Name <- c("Jon", "Bill", "Maria", "Ben", "Tina")
Age <- c(23, 41, 32, 58, 26)
my_data_frame <- data.frame(Name, Age)
R studio shows values
and data
separately in the Environment window.
However, this is just a visualization used by R studio. You can use
this window to inspect variables!
Note on naming variables
Try to use descriptive names for variables. And try to stick to a naming convention that works for you - preferably one that makes your code easy to read.
i_like_snake_case <- 'snake_case'
otherPeopleUseCamelCase <- 'CamelCase'
some.people.use.periods <- 'periods.are.allowed'
And_aFew.People_DONTLIKEconventions <- 'Madness, Madness, I tell you!'
From R for Data Science:
There’s an implied contract between you and R: it will do the tedious computation for you, but in return, you must be completely precise in your instructions. Typos matter. Case matters.
Also, it is important that you use names that are not keywords or functions in R. For example, the following is a bad idea:
#length <- 15 ## THIS IS A BAD IDEA
Trick 1: Using the up and down keys
You can use the up and down keys to navigate through the history of commands you’ve entered. This is a very useful feature.
The vector
R is another basic variable in R. It’s the simplest type of variable that actually allows you to store something recognizable as ‘data’. We will spend some time on vectors as they are a good place to start to work with relatively simple data. Also, understanding how to work with vectors makes working with more complex data easier.
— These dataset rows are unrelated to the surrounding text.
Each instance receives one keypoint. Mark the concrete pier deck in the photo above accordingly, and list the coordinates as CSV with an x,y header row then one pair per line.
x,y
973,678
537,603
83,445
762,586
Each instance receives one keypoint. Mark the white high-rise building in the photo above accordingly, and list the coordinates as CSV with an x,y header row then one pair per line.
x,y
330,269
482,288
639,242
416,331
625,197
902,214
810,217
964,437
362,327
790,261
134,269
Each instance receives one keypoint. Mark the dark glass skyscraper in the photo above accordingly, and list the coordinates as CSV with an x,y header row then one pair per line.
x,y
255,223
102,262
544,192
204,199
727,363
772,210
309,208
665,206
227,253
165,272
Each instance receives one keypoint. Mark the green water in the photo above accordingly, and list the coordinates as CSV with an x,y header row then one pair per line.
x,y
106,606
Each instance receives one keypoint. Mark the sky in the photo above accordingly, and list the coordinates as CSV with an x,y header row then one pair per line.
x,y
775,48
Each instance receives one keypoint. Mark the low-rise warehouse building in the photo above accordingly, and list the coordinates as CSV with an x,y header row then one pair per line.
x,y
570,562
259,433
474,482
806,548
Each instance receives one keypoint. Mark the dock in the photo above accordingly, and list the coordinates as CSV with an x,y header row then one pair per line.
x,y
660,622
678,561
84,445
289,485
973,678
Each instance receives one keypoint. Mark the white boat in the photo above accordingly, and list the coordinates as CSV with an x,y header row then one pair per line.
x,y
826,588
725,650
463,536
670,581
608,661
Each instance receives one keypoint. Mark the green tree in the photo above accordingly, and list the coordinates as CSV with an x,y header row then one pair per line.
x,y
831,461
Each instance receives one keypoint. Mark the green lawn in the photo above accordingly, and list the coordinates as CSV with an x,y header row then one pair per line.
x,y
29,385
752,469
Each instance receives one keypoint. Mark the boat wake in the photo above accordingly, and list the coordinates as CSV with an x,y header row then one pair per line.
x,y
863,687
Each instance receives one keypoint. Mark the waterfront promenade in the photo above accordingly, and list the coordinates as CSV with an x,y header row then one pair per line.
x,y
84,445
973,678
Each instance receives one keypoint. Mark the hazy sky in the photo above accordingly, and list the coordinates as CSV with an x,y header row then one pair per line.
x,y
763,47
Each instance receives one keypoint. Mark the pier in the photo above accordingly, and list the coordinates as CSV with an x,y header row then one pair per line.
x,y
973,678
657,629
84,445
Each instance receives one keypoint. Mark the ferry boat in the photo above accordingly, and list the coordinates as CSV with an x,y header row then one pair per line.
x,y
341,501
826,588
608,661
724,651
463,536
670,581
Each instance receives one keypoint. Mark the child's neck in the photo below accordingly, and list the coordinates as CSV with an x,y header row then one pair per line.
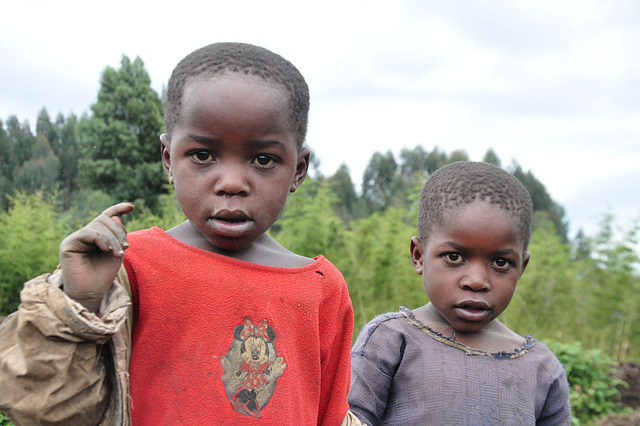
x,y
263,251
494,337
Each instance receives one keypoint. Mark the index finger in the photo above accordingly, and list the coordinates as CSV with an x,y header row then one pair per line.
x,y
118,210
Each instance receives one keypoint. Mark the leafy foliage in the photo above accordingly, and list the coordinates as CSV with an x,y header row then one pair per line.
x,y
30,236
56,180
593,381
120,142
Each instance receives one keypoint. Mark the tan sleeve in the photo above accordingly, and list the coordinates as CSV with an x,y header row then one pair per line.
x,y
351,420
52,369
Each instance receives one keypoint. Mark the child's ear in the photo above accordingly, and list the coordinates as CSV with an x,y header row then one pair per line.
x,y
301,168
417,254
525,262
165,149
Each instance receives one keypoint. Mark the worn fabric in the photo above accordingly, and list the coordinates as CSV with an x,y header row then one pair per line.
x,y
64,365
404,373
253,344
60,363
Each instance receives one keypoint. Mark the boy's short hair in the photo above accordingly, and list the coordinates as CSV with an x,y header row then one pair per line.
x,y
219,58
464,182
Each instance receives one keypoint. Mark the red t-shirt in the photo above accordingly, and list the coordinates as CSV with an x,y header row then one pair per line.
x,y
217,340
Much of the operations you can do on vectors, which are 1D, can also be done on 2D data frames.
Creating a vector manually
a_vector <- c(1, 5, 4, 9, 0) # Technically an atomic vector
another_one <- c(1, 5.4, TRUE, "hello") # Technically, this is a list
Creating a vector using the :
operator
x <- 1:7
y <- 2:-2
Using seq
to make a vector
step_size <- seq(1, 10, by=0.25)
length_specified <- seq(1, 10, length.out = 20)
Indexing vectors
Every item in a vector has an index. Vector indices in R start from 1, unlike most programming languages where index start from 0.
my_longer_vector <- c(1, 2, 'three', '4', 'V', 6, 7, 8)
You can use the []
to select (multiple) elements from a vector.
my_single_element <- my_longer_vector[5]
the_start <- my_longer_vector[1:3]
my_part_of_vector <- my_longer_vector[c(1, 2, 5)] # I'm using a vector to select parts of a vector. Life is funny.
You can also use []
to overwrite a part of a vector
my_longer_vector[1:3] <- c('replace', 'this', 'now')
Logical vectors
vector1 <- c(1,5,6,7,2,3,5,4,6,8,1,9,0,1)
binary_vector <- vector1 > 5
binary_vector
## [1] FALSE FALSE TRUE TRUE FALSE FALSE FALSE FALSE TRUE TRUE FALSE TRUE
## [13] FALSE FALSE
some_other_vector <- seq(from = 0, to = 100, length.out = length(vector1))
selected <- some_other_vector[binary_vector]
selected
## [1] 15.38462 23.07692 61.53846 69.23077 84.61538
Another trick
Before we go on, I want to share a simple trick. Using an IDE like Rstudio makes life easier (or at least it should). One of the benefits of the IDE is tab-completion.
[DEMO GOES HERE]
Functions
Now we know how to store data, we can start manipulating the data using functions.
Functions take 0 or more inputs (also called arguments), perform some operation (i.e., the function of the function), and return some output. This output can be complex and consist of multiple parts. This are generic ways in which functions are used:
output <- function_name(arg1 = val1, arg2 = val2, ...)
output <- function_name(val1, val2, ...)
We’ve already encountered a function:
output<-seq(from = 1, to= 123, by = 0.123)
How do we know which arguments a function can take? Using the help:
?seq
Some very simple functions that might be useful.
a <- max(output)
b <- mean(output)
c <- min(output)
d <- ceiling(output)
e <- sd(output)
Here is a function which returns more complex data. At this point, you’re not supposed to know what this function does (it fits a regression line). The point is that it returns complex data with multiple fields.
x <- runif(100)
y <- 10 + 5 * x + rnorm(100)
result <- lm(y ~ x)
print(result)
##
## Call:
## lm(formula = y ~ x)
##
## Coefficients:
## (Intercept) x
## 10.126 4.731
Flow control in R
You could write all R scripts as a serial statements of functions. However, to fully exploit the power of programming, you would need to learn about flow control. Flow control refers to (1) executing bits of code depending on a condition, and (2) iteratively executing pieces of code.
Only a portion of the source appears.